Damit der Rest bei seinem Anblick nicht so friert, hab ich ihn aber überredet, wenigstens die Ärmlinge anzuziehen.
Keine Ahnung, warum er einen Rucksack mithatte aber der Jacke wegen kanns nicht gewesen sein. Vielleicht hatte er wegen meiner Bemerkung mit dem blutigem Hemd gleich ein paar Mullbinden und Kompressen mehr dabei?
Ich war dann auch froh, daß ich nicht mit den Racern mitmusste sondern eine eigene Gruppe hatte, die aus verhinderten Präsidenten, Aussenposten, verliebten Bäckern undso bestand:






Was soll ich sagen... wir hatten unseren Spass den anderen beim Schwitzen zuzusehn:   
















Auf den Hauröder Klippen konnte die Truppe schießlich in Richtung gelobtes Land, also Goldene Aue, schauen. 
Das ging aber wieder mal nicht ohne Randale ab:






Möglicherweise ist Euer Alu-Altmetall aber einfach zu schwer 
Gar nicht schwer hingegen liegen die Eichsfelder Fitness-Riegel im Magen.
Auch wenn die gute Eichsfelder Wurst, welche sich vermeintlich zwischen den gut durchgebackenen Cerealien-Scheiben befindet, sich bei näherem Hinsehen als KÄSE entpuppt. 

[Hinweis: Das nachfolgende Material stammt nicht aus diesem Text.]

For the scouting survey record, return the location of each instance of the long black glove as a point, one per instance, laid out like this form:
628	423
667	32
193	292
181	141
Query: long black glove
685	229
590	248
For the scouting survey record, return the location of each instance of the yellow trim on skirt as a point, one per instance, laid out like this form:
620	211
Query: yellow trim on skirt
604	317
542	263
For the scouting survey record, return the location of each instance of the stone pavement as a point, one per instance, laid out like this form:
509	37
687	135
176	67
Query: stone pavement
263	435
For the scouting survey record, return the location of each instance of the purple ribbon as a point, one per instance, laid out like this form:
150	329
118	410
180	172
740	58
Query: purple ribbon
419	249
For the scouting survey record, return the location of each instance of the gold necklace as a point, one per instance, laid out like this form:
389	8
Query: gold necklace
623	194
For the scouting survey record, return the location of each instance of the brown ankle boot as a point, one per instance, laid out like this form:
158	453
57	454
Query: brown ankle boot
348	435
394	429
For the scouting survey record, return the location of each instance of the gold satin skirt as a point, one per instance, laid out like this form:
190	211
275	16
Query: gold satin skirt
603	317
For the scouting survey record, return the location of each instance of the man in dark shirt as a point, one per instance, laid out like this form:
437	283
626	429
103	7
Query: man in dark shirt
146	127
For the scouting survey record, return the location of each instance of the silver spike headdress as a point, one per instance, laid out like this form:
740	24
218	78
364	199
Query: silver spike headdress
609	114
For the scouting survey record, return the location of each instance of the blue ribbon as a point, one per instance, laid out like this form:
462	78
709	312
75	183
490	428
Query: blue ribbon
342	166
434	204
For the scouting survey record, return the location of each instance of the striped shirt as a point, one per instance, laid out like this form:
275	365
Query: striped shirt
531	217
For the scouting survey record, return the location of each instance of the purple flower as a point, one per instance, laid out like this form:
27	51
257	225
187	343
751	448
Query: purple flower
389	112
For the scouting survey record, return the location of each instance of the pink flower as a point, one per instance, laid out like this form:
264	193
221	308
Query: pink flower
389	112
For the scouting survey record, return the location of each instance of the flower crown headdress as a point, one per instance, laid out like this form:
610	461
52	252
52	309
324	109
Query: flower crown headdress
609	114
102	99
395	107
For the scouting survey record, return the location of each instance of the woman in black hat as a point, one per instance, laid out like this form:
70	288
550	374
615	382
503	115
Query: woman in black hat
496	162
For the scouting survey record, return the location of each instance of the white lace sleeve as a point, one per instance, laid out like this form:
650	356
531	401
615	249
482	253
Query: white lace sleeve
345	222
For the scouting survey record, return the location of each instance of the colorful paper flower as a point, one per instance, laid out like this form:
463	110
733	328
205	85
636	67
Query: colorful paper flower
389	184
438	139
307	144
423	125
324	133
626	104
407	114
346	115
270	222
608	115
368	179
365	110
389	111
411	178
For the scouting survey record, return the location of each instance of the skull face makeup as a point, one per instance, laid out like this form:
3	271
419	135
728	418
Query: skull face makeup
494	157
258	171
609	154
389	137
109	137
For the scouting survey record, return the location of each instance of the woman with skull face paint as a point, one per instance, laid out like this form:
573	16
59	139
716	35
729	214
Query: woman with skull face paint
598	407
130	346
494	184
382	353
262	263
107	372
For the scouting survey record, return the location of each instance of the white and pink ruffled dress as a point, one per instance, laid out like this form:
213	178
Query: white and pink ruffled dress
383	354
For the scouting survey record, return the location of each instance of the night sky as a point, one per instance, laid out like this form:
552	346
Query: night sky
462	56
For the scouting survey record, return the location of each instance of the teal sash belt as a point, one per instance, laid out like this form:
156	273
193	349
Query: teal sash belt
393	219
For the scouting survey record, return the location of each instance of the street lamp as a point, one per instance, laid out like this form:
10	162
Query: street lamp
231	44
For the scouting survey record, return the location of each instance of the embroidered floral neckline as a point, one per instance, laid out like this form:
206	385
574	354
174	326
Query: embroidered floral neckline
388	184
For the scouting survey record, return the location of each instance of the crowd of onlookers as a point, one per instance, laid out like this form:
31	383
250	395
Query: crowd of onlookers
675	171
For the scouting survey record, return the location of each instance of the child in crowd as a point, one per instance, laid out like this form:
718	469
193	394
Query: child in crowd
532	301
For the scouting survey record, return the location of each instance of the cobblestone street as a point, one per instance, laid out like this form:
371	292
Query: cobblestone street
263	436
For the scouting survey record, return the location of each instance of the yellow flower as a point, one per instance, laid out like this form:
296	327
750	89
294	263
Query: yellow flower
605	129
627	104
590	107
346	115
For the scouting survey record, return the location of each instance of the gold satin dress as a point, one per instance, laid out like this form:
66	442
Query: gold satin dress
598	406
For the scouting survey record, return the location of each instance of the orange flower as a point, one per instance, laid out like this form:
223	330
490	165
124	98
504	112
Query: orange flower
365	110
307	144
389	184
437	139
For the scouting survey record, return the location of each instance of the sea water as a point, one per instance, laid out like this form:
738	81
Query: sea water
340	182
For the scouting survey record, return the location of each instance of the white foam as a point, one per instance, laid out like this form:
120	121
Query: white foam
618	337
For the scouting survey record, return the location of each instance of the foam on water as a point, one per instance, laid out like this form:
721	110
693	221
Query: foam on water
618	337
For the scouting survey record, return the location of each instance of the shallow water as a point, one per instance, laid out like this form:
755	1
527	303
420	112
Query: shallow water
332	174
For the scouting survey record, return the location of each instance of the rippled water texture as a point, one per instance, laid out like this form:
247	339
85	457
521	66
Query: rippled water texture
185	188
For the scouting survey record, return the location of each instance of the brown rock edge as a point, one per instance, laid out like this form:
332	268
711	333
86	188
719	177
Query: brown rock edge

Gehacktes oder Stracke heben wir nämlich als Geheimwaffe für MTB-Rennen auf!
Der Aussichstpunkt (mit dem Blick auf Holungen und den Sonnenstein) wo die Bank mit den vier sonderlichen Typen steht heißt übrigens "Sonder"  






Leider haben wir die schönsten weil technischen trails zur und von der Sonder der vorgerückten Zeit wegen weglassen müssen. 
Das hat mir und Teddy in der ohmgebirgischen Seele weh getan.
Das Auebiker-Volk hat aber gelobt, zu einem trockneren Termin uns in unserem Heimatrevier wieder zu beehren und dann sich das blutige Hemd abzuholen! 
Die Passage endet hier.